Re: [HACKERS] Forcing current WAL file to be archived

2006-07-25 Thread Bruce Momjian
Simon Riggs wrote:
 On Tue, 2006-07-25 at 11:31 -0400, Tom Lane wrote:
  Bruce Momjian [EMAIL PROTECTED] writes:
   For example, if you do pg_stop_backup(), in what cases would you not
   also call pg_finish_wal_segment()?  I can't think of one.
  
  I can't see why you would need to, unless your intention is not to run
  PITR at all but only to make a filesystem backup instead of using
  pg_dump. 
 
 If thats all you want you can set 
   archive_command = 'echo %f %p  /dev/null'

Uh, what good is a file system backup without the WAL files modified
during the backup?

   Normally you'd be running a continuing archival process and
  there's no particular need to force the current WAL segment off to
  archive at that exact instant.
 
 That's exactly the point of contention. When we originally completed
 PITR we thought that was acceptable. It isn't and many people have stuck
 pins in effigies of me since then. :-/
 
  My point here is that forcing the current segment to archive is a
  function of whatever your continuous-archiving process is, and it's
  not necessarily tied to backups.  We should not prejudge when people
  want that fairly-expensive function to be invoked.
 
 The point is until that last WAL file is backed up, the whole backup is
 useless. It isn't good policy to have a backup's value be contingent on
 some future event.

Good analysis.

-- 
  Bruce Momjian   [EMAIL PROTECTED]
  EnterpriseDBhttp://www.enterprisedb.com

  + If your life is a hard drive, Christ can be your backup. +

---(end of broadcast)---
TIP 1: if posting/reading through Usenet, please send an appropriate
   subscribe-nomail command to [EMAIL PROTECTED] so that your
   message can get through to the mailing list cleanly


Re: [HACKERS] Forcing current WAL file to be archived

2006-07-25 Thread Csaba Nagy
 OK, offset added to TODO item.  What would the offset give us?

The last offset could be remembered by the external program, and it only
has to transfer from the last offset to the new one. It allows
incremental streaming of the WAL files... of course the external program
will be a lot more complex than the current shell scripts which can be
used for WAL archiving...

The problems I see with this is if in this case the normal postgres WAL
archiving won't conflict with this streaming ? And if yes, wouldn't it
be better to have a separate mechanism for the stream based archiving ?
I mean what will happen if postgres successfully archives the WAL file
and then moves it out of way before the streaming process finishes with
it, the streaming process will have a problem... 
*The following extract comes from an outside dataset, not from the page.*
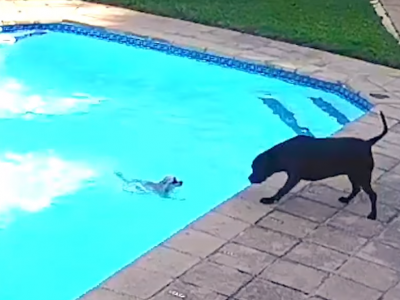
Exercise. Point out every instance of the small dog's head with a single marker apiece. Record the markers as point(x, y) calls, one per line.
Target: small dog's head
point(169, 183)
point(263, 166)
A few months ago I spent some time thinking about a solution where a WAL
based standby could be built using only normal data base connections to
the master server, and one of the ideas was to create a WAL subscription
mechanism where the standby subscribes for getting WAL files, and
updates it's subscription status with the last processed WAL file after
each processed file. The master can then recycle the WAL files only
after they were confirmed by all current subscriptions... and to avoid
excessive WAL file bloat if a slave goes offline, the subscription could
be canceled automatically if it gets too much behind.

If this mechanism is in place, it would be also nice if the slave could
ask for the WAL records to be streamed on a normal data base connection.
The function which would do it could be smart enough to stream the
current WAL file too up to the current offset and then wait for new
records. The slave would invoke the function for each WAL file it needs
to transfer, and then when finished it would update it's subscription
status and continue with the next one. The streaming function should not
update the subscription status as this way the slave can ask for the
file again if something goes wrong with the transfer.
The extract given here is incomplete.